ECLI:NL:RBZWB:2022:2011
Rechtbank Zeeland-West-Brabant
- Eerste aanleg - enkelvoudig
- Rechtspraak.nl
Besluit tot intrekking bijstandsuitkering en terugvordering teveel ontvangen uitkering
In deze zaak heeft de rechtbank Zeeland-West-Brabant op 19 april 2022 uitspraak gedaan in een geschil tussen eiser, een inwoner van Tilburg, en het college van burgemeester en wethouders van de gemeente Tilburg. Eiser ontving vanaf 23 december 2019 een bijstandsuitkering, maar deze werd door verweerder bij besluit van 26 oktober 2020 ingetrokken met terugwerkende kracht. Eiser heeft bezwaar gemaakt tegen dit besluit, maar het college verklaarde het bezwaar niet-ontvankelijk. Eiser heeft hiertegen beroep ingesteld bij de rechtbank.
De rechtbank heeft vastgesteld dat eiser van 13 september 2020 tot 15 maart 2021 in detentie verbleef en dat hij pas op 14 november 2020 melding maakte van zijn detentie. Dit leidde tot de vraag of de termijnoverschrijding voor het indienen van het bezwaar verschoonbaar was. De rechtbank oordeelde dat eiser zelf verantwoordelijk was voor het tijdig indienen van zijn bezwaar en dat hij niet voldoende maatregelen had getroffen om op de hoogte te blijven van belangrijke post, waaronder het besluit van 26 oktober 2020.
De rechtbank concludeerde dat er geen bijzondere omstandigheden waren die de termijnoverschrijding rechtvaardigden.
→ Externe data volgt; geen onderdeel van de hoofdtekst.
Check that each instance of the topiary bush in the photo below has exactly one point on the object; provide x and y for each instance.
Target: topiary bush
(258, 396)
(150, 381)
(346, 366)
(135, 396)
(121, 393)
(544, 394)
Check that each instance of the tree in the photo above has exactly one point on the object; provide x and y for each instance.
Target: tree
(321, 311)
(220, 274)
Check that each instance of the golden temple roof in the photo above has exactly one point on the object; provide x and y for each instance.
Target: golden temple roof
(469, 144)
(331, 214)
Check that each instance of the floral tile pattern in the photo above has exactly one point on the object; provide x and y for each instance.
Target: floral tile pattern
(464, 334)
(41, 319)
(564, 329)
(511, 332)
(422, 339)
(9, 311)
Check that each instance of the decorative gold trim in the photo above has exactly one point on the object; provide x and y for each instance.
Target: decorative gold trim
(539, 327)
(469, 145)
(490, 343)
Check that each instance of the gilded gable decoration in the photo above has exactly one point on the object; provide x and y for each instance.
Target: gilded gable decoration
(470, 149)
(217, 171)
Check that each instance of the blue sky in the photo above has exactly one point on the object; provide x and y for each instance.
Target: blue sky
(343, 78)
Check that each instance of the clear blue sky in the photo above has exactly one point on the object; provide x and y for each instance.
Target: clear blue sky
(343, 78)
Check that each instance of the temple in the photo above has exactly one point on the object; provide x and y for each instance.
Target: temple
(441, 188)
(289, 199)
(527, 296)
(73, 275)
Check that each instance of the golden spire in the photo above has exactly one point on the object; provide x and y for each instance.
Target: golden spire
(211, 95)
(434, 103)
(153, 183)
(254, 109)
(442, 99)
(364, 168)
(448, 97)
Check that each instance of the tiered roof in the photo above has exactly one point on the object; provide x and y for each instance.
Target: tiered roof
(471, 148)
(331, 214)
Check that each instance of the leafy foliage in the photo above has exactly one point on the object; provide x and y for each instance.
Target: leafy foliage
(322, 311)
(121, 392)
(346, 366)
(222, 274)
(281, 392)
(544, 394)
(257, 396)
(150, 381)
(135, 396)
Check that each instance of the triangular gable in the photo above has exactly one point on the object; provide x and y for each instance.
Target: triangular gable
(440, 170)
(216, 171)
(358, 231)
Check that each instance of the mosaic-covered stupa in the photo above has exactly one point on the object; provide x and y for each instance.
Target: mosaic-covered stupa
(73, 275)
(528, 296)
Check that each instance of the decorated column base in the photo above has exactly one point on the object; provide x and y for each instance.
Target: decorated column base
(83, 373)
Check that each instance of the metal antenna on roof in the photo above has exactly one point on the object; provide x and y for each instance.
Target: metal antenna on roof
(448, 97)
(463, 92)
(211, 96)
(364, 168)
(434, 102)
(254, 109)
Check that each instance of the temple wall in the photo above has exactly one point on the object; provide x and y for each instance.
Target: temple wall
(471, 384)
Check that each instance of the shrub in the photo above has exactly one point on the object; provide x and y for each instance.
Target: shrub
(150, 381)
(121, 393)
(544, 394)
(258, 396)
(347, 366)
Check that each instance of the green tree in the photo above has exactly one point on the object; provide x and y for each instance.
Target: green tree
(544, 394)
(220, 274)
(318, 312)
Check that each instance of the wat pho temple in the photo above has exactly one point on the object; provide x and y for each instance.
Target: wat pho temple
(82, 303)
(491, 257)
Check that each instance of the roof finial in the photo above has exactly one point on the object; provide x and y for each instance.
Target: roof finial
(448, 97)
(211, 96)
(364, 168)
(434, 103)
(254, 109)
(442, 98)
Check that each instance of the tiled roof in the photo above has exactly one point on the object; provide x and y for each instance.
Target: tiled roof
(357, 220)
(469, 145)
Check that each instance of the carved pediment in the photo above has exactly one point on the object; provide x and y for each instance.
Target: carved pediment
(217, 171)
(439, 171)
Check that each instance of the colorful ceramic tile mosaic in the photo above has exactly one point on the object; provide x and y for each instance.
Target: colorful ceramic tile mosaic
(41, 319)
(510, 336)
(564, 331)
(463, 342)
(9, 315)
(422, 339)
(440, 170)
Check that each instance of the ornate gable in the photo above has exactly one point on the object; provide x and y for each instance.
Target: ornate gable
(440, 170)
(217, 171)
Daarom werd het beroep van eiser ongegrond verklaard. De uitspraak benadrukt de verantwoordelijkheid van de aanvrager om zorg te dragen voor de ontvangst van post, vooral in situaties van detentie. De rechtbank heeft geen proceskostenveroordeling uitgesproken en heeft de beslissing openbaar gemaakt.